Amidst this social disaster, the Zelensky government, seeking to both finance the war effort and placate its international creditors, is preparing further cuts to social spending. Ukraine’s Minister of Social Policy Oksana Zholnovych declared last week, “We have taken on an excessive number of social obligations, social payments, which cannot always be supported by financial resources.
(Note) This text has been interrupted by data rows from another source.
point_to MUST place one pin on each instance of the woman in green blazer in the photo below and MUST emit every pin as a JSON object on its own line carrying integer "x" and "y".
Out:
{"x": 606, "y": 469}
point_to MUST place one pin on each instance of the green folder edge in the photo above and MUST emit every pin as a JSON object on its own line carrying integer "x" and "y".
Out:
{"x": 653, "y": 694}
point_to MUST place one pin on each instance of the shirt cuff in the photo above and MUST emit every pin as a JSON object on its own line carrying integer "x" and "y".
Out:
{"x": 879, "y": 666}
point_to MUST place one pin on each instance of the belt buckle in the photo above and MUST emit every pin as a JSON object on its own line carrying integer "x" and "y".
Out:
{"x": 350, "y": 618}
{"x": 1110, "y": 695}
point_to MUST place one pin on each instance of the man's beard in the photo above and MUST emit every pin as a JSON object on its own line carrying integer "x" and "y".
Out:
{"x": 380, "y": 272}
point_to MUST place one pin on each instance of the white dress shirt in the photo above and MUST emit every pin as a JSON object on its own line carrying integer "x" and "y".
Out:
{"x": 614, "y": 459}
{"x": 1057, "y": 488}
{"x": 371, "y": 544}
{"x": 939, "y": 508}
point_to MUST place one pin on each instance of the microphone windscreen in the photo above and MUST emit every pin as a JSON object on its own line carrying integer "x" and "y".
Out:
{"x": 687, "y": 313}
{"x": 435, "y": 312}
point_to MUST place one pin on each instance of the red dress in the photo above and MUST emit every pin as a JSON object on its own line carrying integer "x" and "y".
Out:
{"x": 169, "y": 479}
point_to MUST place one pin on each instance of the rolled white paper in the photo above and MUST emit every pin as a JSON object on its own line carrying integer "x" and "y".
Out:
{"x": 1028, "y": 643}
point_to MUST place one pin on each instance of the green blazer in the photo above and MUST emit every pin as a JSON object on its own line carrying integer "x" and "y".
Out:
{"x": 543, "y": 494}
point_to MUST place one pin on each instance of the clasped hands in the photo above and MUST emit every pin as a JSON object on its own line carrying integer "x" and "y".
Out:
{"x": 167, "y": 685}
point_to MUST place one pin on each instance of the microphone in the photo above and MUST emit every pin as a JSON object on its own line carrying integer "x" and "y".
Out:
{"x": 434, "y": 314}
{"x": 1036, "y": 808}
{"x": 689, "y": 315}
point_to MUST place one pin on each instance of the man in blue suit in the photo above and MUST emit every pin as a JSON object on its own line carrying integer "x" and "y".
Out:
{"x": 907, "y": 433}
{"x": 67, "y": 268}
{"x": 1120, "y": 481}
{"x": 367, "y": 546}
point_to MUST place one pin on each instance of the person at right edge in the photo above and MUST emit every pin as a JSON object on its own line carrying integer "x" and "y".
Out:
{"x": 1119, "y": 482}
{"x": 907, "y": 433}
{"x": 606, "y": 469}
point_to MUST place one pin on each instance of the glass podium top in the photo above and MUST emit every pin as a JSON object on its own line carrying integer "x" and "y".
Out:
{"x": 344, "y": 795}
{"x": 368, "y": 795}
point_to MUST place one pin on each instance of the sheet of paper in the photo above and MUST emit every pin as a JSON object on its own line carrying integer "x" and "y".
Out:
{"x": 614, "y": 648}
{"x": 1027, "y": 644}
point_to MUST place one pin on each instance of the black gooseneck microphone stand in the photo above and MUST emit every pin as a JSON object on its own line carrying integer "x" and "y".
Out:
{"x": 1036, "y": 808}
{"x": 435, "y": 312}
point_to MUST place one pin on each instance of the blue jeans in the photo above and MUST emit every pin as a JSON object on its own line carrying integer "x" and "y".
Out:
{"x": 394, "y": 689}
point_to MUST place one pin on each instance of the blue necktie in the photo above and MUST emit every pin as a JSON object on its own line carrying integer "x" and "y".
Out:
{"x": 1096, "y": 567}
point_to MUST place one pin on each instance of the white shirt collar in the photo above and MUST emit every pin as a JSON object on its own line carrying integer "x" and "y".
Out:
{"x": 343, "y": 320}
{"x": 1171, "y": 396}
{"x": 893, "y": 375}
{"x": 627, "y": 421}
And this imbalance entails a huge number of judgments that cannot be fulfilled in terms of the economy’s ability to cover such expenses.”
Already, Ukraine spends more on its military than on social spending, but, according to Zholnovych, the government now has to further “revise the philosophy of social payments” and “optimize” them.
While it is as yet unclear exactly how the Zelensky regime plans to cut social spending further, Zholnovych told UNN that a draft law had already been prepared to revise social payments as Ukraine continues its necessary “reforms” to fulfill its obligations to the IMF and Western imperialism.